By Kevin Shannahan
The recent decision by the BESE Board to require students to complete the Free Application for Federal Student Aid (FAFSA) or have their parents sign an opt out form in order to graduate from high school is an example of both overreach and ineffectiveness – unfortunately a common result when someone in government gets a “good idea.” It addresses a minor symptom while failing to see a much larger problem, one that will not lend itself to superficial “feel good” solutions and therefore won’t be addressed.
I was a schoolteacher in one of Louisiana’s poorest districts for four years after leaving the Air Force. After that, I worked for seven years in the Admissions Office of one of our state universities. Those jobs gave me a unique insight into the condition of secondary education in our state. I visited high schools in every parish in Louisiana where I met many bright, interesting kids, easily the equal of any in the country. While there is considerable room for improvement, our better high schools do a good job with top students. Unfortunately, such is not the case in the majority of schools I visited and in none of the poorer ones. A bright child in one of those schools is not being educated to anywhere near his/her potential. This is a waste that borders on immoral.
Seniors not filling out financial aid paperwork is the least of our state’s educational woes. The quality of guidance in the schools is as abysmal as the education all too many of them fail to provide. There are other symptoms, many more serious than the low numbers of seniors filling out the FAFSA. How many high schools schedule homecoming or dances on the night before an ACT test date? How many schools fail to offer the PSAT or SAT, the only gateway to a National Merit or Achievement Scholarship? I once found myself explaining what those scholarships were to a guidance counselor at a large public high school in New Orleans. Her “We don’t do that” condemned her students to unknowable lost opportunity.
The temptation to impose rules rather than know the underlying cause is a constant temptation to bureaucracies everywhere that must be constantly guarded against. If we only had one more rule, everything would be so much better…
Contrast the new BESE rule with The Taylor Opportunity Program (TOPS) one of, if not the, most successful educational reform enacted by our state. Its authors looked at the end goal-what does a young person need from his or her high school to make it through college and how can we incentivise both the student and the schools to prepare for that future? BESE’s new rule makes government an endlessly nagging scold. “Do this! Don’t do that! We know what’s best and it’s for your own good anyway!” TOPS tells a young person “Do this and we’ll help you build a better life.”
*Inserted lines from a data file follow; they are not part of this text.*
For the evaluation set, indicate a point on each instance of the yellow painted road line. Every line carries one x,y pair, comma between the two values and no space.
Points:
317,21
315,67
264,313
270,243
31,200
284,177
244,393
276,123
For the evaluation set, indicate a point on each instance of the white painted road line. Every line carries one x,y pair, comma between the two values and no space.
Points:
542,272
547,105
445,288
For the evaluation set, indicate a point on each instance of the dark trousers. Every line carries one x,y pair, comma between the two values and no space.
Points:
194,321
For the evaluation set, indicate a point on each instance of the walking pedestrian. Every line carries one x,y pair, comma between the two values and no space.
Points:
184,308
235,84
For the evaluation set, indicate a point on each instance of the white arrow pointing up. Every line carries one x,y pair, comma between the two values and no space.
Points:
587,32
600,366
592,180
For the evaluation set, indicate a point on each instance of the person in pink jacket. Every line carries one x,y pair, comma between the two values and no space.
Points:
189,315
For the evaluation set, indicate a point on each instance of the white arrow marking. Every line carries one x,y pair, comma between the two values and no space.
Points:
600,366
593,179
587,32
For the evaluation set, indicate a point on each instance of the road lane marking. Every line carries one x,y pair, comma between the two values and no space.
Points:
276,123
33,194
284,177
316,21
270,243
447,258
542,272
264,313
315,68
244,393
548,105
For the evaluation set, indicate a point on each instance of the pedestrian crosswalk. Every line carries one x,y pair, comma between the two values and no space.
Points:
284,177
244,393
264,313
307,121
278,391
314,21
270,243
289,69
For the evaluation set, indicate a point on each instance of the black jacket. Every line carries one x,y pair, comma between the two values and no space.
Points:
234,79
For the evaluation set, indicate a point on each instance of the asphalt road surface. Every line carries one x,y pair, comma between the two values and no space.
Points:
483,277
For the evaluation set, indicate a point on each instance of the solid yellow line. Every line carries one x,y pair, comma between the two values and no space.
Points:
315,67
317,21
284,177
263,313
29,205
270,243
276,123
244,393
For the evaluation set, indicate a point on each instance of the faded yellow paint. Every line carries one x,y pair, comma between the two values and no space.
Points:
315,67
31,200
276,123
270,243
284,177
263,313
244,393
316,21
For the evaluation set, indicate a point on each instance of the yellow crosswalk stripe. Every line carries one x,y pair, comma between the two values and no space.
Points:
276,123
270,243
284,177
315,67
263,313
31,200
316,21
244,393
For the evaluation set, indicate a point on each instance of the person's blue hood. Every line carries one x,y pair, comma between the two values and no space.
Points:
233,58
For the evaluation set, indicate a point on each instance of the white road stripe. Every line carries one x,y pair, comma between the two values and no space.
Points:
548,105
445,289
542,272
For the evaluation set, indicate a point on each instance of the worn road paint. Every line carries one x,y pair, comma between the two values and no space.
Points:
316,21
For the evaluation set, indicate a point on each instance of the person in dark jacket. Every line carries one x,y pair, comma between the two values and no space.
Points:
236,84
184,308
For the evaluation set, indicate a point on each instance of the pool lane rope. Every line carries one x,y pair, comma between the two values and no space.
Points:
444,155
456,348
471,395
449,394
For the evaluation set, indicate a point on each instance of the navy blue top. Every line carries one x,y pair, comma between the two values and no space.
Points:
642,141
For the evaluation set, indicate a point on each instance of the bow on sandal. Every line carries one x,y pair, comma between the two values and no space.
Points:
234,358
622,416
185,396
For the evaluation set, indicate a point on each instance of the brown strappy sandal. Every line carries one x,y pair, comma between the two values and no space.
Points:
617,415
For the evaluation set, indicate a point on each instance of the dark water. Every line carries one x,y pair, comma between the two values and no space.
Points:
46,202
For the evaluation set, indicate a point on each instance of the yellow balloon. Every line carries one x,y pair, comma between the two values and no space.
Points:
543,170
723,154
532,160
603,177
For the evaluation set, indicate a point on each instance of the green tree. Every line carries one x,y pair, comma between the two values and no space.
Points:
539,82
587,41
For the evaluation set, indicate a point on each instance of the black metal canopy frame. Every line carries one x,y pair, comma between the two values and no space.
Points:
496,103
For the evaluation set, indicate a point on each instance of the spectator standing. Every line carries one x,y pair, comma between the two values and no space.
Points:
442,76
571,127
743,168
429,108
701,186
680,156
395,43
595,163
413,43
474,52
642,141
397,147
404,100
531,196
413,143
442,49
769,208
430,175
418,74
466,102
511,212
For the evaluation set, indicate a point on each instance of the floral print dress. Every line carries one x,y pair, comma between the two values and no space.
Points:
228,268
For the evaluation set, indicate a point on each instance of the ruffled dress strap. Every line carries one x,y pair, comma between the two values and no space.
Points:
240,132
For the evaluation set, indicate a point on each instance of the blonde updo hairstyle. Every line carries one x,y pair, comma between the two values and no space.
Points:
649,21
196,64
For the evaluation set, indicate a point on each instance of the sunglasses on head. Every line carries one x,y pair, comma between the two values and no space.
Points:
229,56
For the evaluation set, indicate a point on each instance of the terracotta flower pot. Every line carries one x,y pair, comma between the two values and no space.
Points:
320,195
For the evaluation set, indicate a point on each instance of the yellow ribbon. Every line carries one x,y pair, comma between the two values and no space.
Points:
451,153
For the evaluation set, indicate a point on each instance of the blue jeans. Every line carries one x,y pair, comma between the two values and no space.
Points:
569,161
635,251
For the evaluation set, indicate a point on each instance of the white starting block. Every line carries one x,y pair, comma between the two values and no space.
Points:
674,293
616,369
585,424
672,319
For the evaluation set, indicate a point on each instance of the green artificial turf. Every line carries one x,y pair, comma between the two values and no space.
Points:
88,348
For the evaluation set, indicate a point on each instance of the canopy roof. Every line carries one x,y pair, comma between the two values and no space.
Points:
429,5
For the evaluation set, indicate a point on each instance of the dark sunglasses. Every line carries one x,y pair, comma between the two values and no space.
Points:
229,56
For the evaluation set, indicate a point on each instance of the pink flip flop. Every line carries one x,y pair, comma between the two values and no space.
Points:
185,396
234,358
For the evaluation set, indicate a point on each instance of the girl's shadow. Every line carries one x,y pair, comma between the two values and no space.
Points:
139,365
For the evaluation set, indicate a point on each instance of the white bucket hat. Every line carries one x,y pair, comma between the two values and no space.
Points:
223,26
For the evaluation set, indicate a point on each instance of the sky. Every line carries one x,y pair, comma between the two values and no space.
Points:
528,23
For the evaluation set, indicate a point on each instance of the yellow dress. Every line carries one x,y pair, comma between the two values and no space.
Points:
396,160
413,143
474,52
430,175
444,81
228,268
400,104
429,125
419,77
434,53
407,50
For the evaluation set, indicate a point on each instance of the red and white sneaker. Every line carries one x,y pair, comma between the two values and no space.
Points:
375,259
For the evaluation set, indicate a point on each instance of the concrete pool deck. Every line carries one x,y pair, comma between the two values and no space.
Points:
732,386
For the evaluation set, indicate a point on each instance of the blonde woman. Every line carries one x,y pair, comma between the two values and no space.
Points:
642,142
Ask yourself how many high schools offered foreign languages before TOPS? No edict came from on high commanding high schools to offer foreign languages and advanced math. Parents wanting the opportunity for their children bought into the idea and drove the change, bettering the district and its students. That, not nagging edicts from Baton Rouge, is how you drive positive change. Were I in charge, I would not ban dances and ballgames x amount of days from an ACT test date, nor would I declare that the PSAT/SAT must be offered in every district. Instead, I would work to change the culture so that those things would become important. Care to venture a guess as to which approach leads to lasting change?